Silber und Kupfer haben sich zum Jahresende 2025 an die Spitze der Rohstoffmärkte geschoben. Während der Goldpreis nach seinem Rekordhoch im Oktober überwiegend seitwärts tendiert, haben Silber und Kupfer weitere Höchststände markiert und zunehmend die Aufmerksamkeit institutioneller wie privater Anleger auf sich gezogen.
Silber hat sich im laufenden Jahr fast verdoppelt – der Großteil des Anstiegs entfiel dabei auf die vergangenen zwei Monate. Auslöser war eine historische Verknappung im Londoner Referenzmarkt, verstärkt durch kräftige Nachfrage aus Indien und stark steigende Zuflüsse in silberbesicherte ETFs. Kupfer wiederum profitiert von Erwartungen struktureller Engpässe im Zuge der Elektrifizierung und von verschobenen Handelsströmen nach US-Zollankündigungen.
Silber: Angebotsengpässe, ETF-Zuflüsse und Rekordvolatilität
Silber steht derzeit im Mittelpunkt des Metallhandels. Nach der Rallye der vergangenen Wochen notiert der Preis deutlich über früheren Höchstständen, obwohl Gold, Platin und Palladium zuletzt keine vergleichbaren Bewegungen zeigten. In London hat sich der Engpass etwas entspannt, da zusätzliche Metallmengen in die Lagerhäuser geliefert wurden. In anderen Märkten bleibt das Angebot jedoch angespannt – die Lagerbestände in China befinden sich auf dem niedrigsten Stand seit einem Jahrzehnt.
Analysten verweisen auf die Dynamik des jüngsten Anstiegs. Der Kursverlauf sei steiler und kurzfristiger als bei früheren Haussephasen, die Käufe stärker konzentriert, heißt es aus dem Handel. Seit dem Goldrekord Mitte Oktober ist der Goldpreis weitgehend seitwärts gelaufen, während Silber mehr als 11 % zulegen und ein neues Allzeithoch markieren konnte.

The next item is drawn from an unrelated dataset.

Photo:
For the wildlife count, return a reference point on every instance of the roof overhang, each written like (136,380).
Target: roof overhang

Parallel dazu hat der Handel mit Silber-ETFs deutlich angezogen. Im größten börsengehandelten Silberfonds, dem iShares Silver Trust, sprang die implizite Optionsvolatilität zuletzt auf den höchsten Stand seit Anfang 2021 – damals hatte der Markt kurzzeitig Aufmerksamkeit von Meme-Stock-Spekulanten erhalten. Innerhalb einer Woche flossen dem Fonds fast 1 Mrd. US-Dollar zu, mehr als dem größten Gold-ETF im gleichen Zeitraum. Marktbeobachter sehen darin eine Normalisierung der bislang geringen Silber-Allokation westlicher Investoren.

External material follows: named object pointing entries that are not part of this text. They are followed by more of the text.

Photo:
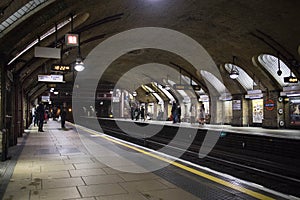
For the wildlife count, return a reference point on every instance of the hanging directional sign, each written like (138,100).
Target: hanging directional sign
(71,39)
(290,79)
(61,68)
(182,87)
(51,78)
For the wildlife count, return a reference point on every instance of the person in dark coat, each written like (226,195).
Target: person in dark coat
(63,115)
(142,113)
(40,111)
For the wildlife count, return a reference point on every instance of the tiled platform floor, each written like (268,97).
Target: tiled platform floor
(54,165)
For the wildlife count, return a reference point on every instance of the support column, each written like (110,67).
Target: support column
(237,110)
(270,110)
(217,110)
(3,131)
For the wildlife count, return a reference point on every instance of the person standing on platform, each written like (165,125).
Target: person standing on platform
(193,113)
(202,115)
(33,112)
(63,115)
(40,114)
(179,114)
(137,113)
(174,112)
(142,113)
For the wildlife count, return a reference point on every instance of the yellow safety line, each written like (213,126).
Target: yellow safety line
(189,169)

Kupfer: Elektrifizierung, Zölle und Arbitrage treiben einen strukturellen Bullenmarkt
Während Silber stark von finanzieller Nachfrage geprägt ist, steht bei Kupfer die physische Nachfrage im Vordergrund. Der Industriemetallpreis kletterte an der London Metal Exchange in der vergangenen Woche auf ein neues Rekordniveau von über 11.600 US-Dollar je Tonne. Treiber sind zum einen die wachsende Elektrifizierung im Zuge des Ausbaus von Rechenzentren für KI-Anwendungen, zum anderen großangelegte Infrastruktur- und Energiewendeprojekte.
Hinzu kommt eine politisch bedingte Verschiebung der Handelsströme. US-Zollankündigungen auf Kupfer Anfang des Jahres hatten die Notierungen an der Comex zwischenzeitlich über die LME-Preise getrieben und damit attraktive Arbitragemöglichkeiten geschaffen. Handelsunternehmen wie Mercuria, Trafigura und Glencore nutzten die Preisdifferenz, um Metall verstärkt in die USA zu liefern.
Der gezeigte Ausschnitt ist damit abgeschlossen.